You can look at the US Sail program or the American Sail Association program. They both are about the same content and internationally regognized.
I know a little about the
ASA courses. The
ASA program would start with 2
keel boat classes that cover sailing in general. Then the 3rd course would be "bare
boat chartering". It covers a few sailing items but mostly cruising boat
marine systems. The idea is you have to know how to operate everything and what everything does and practices you have to understand to operate a boat other than just sailing. Then you would add a catamaran
certification on top of all that. You still need
navigation or I don't know how you'll get any place.
Most sailing schools start with
keel boat sailing then add cats as an adendum. It's eaier to learn the principles that way. Cats are different than keel boat, but at a beginner level small keel boats are easier to learn with. That's why they structure the course that way.
It is in theory possible to take the first 3 ASA courses in a two week
liveaboard situation, but it is really hard to actually learn everything that fast unless you had a lot of prior experience. You need a lot of sailing time to perfect the basic things you have to test on in terms of the exam and the practical sailing exam where you
single hand the boat with the instructor aboard. This would all be in reasonable sea conditions.
Ok so now you have say all 4 certificates from ASA and you contact a charter company. They may say that they would prefer you to have more experience, or they may say you have to take a
skipper from them and prove yourself for a day or so. or they may take your
money and cut you loose. Just beacuse you find someone to give you a boat (for a lot of money) does not mean you can handle it.
If you want to try a sailing course
vacation I think they
work well and if done as a liveaboad not so expensive. My wife and I did our last ASA course as a one week
liveaboard in
San Diego and the course was cheaper than a
hotel room downtown for a week. It was nice to really live on a boat the whole time too.
The bottom line is not only do you need the book
learning (you can start that now) you need the practical learning from doing. You also need the experience of varied sea conditions and the confidence to take care of things. The hardest of all is you need to be able to handle the boat and manage the crew (aka the family). It's no fun on the
water with most of the crew scared out of their minds because they don't know anything and are darn sure you don't either. You can NOT sail with a crew that isn't confident in their own skills as well as the skills of evryone else. To do so will be a disater for everyone and it will be all your fault! No
captain sleeps when the Admiral is pissed off!
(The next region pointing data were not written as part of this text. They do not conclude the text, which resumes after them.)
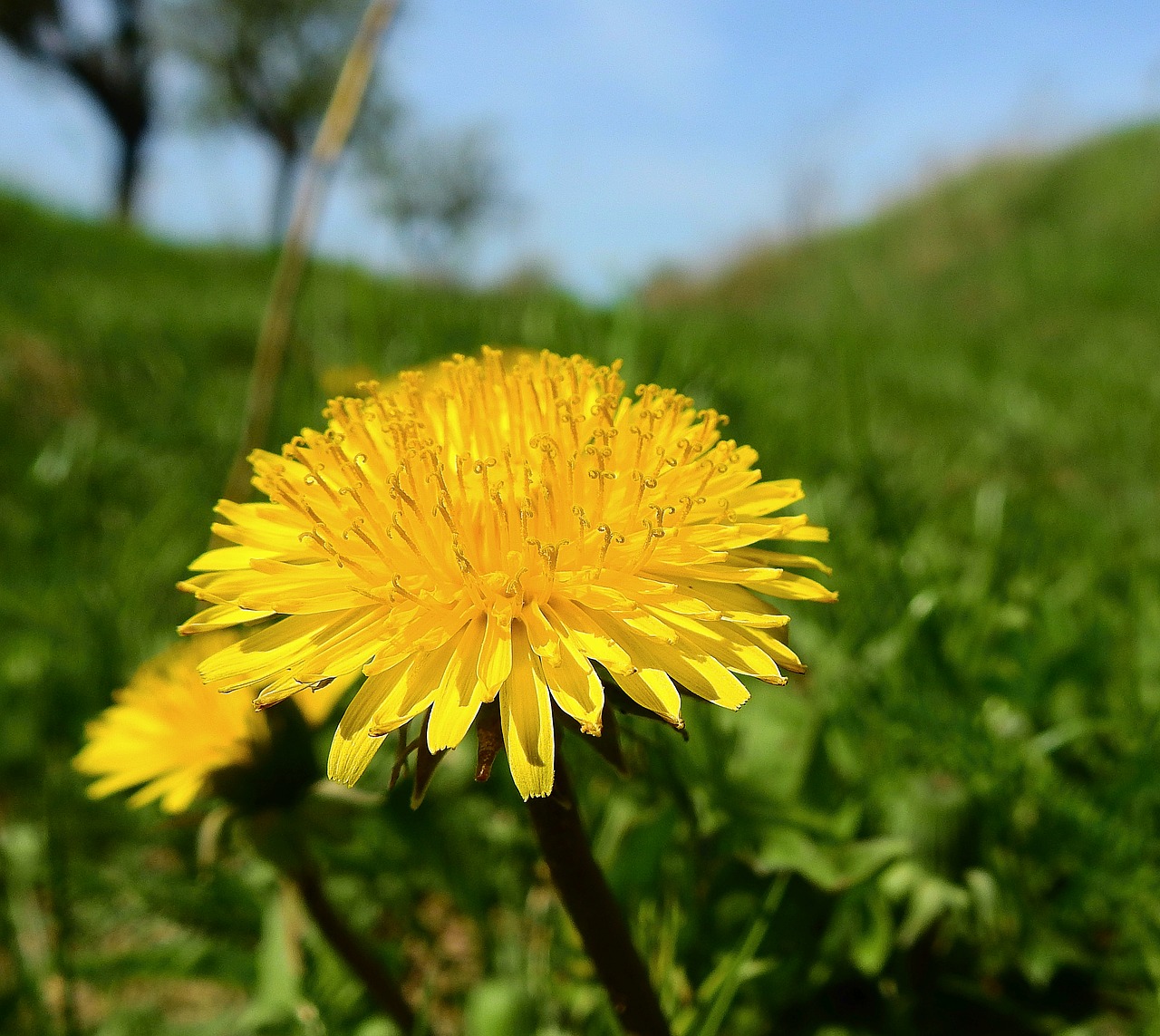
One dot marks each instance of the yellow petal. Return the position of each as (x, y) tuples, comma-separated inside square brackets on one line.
[(459, 692), (353, 747), (496, 654), (654, 691), (526, 716)]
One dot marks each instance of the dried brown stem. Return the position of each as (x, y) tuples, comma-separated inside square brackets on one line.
[(277, 320)]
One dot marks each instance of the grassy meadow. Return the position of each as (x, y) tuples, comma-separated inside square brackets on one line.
[(948, 826)]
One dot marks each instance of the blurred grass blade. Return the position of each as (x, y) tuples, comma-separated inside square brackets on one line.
[(730, 973)]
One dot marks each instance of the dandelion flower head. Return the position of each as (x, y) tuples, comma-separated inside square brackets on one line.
[(169, 733), (506, 527)]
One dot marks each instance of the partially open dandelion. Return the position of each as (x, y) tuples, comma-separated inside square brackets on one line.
[(499, 530), (173, 736)]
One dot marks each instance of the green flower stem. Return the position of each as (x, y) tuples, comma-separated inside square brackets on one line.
[(594, 911), (380, 985)]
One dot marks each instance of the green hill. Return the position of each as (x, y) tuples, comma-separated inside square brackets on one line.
[(969, 386)]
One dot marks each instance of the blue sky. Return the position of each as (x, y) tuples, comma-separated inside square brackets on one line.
[(642, 131)]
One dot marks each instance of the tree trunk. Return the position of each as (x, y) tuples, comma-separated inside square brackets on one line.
[(129, 166)]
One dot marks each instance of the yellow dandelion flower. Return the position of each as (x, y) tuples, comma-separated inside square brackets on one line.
[(494, 530), (170, 733)]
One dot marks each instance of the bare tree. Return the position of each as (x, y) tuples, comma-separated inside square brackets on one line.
[(436, 191), (111, 66), (272, 65)]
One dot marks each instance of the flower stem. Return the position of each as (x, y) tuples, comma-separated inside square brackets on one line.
[(380, 985), (593, 908)]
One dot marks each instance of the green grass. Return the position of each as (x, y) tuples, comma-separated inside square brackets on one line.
[(964, 787)]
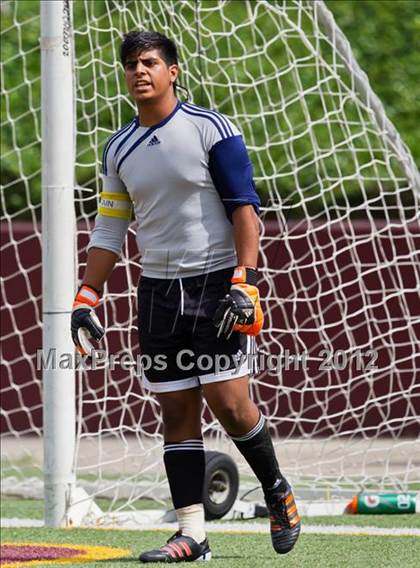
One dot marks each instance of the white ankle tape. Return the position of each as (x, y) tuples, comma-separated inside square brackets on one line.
[(191, 521)]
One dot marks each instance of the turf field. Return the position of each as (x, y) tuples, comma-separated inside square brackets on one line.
[(243, 550)]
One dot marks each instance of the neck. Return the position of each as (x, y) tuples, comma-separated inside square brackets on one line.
[(152, 112)]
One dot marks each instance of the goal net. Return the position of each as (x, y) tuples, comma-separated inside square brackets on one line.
[(339, 249)]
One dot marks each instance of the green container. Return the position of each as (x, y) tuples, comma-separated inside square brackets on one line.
[(386, 503)]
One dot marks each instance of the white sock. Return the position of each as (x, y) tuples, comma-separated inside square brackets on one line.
[(191, 521)]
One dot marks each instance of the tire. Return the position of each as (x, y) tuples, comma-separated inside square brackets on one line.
[(221, 485)]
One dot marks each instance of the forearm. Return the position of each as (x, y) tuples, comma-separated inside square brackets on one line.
[(246, 235), (100, 263)]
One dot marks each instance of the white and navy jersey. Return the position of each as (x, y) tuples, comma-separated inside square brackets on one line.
[(183, 177)]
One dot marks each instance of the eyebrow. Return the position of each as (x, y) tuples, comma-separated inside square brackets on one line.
[(142, 59)]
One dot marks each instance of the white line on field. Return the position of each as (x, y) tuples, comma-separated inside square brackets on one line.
[(250, 528)]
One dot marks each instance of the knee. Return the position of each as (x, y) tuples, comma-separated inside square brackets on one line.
[(181, 418), (231, 413), (174, 415)]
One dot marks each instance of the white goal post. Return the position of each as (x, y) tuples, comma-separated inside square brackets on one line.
[(339, 269)]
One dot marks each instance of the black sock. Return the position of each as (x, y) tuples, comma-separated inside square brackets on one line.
[(257, 449), (185, 467)]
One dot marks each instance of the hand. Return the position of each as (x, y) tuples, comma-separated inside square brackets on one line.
[(240, 310), (84, 322)]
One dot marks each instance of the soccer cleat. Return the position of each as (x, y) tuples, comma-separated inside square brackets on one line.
[(179, 548), (284, 518)]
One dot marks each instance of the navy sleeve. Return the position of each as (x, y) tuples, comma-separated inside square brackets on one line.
[(231, 172)]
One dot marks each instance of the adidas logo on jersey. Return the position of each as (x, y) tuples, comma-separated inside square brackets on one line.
[(154, 141)]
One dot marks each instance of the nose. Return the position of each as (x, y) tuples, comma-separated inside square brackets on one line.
[(140, 69)]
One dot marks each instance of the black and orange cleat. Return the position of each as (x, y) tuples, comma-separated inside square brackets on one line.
[(179, 548), (284, 518)]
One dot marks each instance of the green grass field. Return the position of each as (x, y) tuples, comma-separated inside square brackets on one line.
[(242, 550)]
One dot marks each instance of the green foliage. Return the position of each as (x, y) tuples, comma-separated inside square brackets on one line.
[(384, 35), (240, 72)]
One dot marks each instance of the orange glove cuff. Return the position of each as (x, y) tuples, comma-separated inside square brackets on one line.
[(245, 275), (87, 296)]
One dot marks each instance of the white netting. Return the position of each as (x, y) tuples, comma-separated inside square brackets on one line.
[(339, 266)]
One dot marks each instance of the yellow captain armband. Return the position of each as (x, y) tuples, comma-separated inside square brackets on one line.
[(115, 205)]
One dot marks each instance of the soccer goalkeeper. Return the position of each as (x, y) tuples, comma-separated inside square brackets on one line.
[(186, 172)]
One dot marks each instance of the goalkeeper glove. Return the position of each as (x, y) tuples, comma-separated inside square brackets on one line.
[(84, 322), (240, 310)]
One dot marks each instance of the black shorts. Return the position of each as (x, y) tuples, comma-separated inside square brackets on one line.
[(178, 340)]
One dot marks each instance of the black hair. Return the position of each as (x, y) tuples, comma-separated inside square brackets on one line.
[(143, 41)]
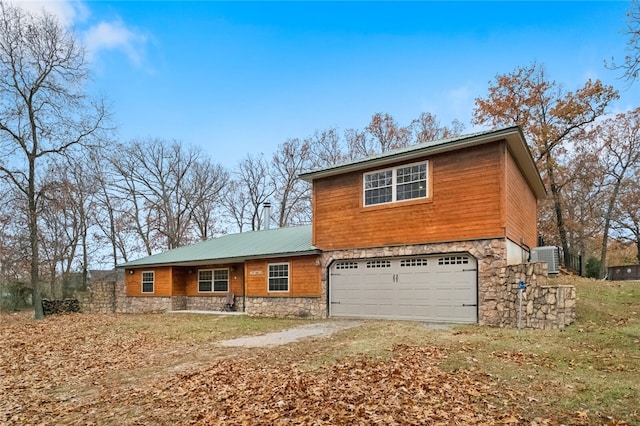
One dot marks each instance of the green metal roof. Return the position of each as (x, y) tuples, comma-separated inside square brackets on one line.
[(294, 241), (513, 135)]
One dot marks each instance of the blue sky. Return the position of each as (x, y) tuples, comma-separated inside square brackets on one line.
[(242, 77)]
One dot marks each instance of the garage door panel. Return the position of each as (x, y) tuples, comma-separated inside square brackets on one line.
[(433, 288)]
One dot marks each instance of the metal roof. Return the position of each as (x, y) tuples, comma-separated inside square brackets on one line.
[(513, 135), (294, 241)]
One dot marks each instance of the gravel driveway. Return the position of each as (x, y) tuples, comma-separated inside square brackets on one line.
[(321, 329)]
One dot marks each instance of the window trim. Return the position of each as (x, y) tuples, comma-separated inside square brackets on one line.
[(395, 183), (269, 265), (213, 280), (153, 282)]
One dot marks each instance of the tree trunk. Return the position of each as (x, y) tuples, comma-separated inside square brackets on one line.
[(557, 206), (33, 242)]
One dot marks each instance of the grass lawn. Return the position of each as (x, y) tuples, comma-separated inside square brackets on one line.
[(169, 369)]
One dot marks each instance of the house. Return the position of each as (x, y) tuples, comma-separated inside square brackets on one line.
[(422, 232)]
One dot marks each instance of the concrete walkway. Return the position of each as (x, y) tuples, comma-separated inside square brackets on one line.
[(321, 329), (208, 312)]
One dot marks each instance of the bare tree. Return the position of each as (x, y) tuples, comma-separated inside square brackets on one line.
[(386, 134), (550, 117), (236, 203), (66, 219), (326, 149), (207, 181), (630, 67), (43, 109), (627, 218), (427, 128), (292, 194), (255, 182), (620, 137)]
It is after all about having fun. To sail throughout the
Carribean and have fun takes skill. Doing it terrified the whole time - very easy. To handle the South Pacific takes even more skill. To do all this you really should complete the entire ASA course series that would add two
navigation classes and a sea
passage practical. If it were you and your
family then your wife should also complete most if not all of it of it too. You need a skilled crew as much as they need the
training.
There some damn fools out there sailing every day doing difficult things with little
training. What kind of trainning do you think it takes to drag your whole
family along? Second, part of the question and have everyone have fun?
if you think the training is expensive then wait until you have to own a boat. It's not a
cheap hobby by any means. You really need a couple hundred thousand to do this.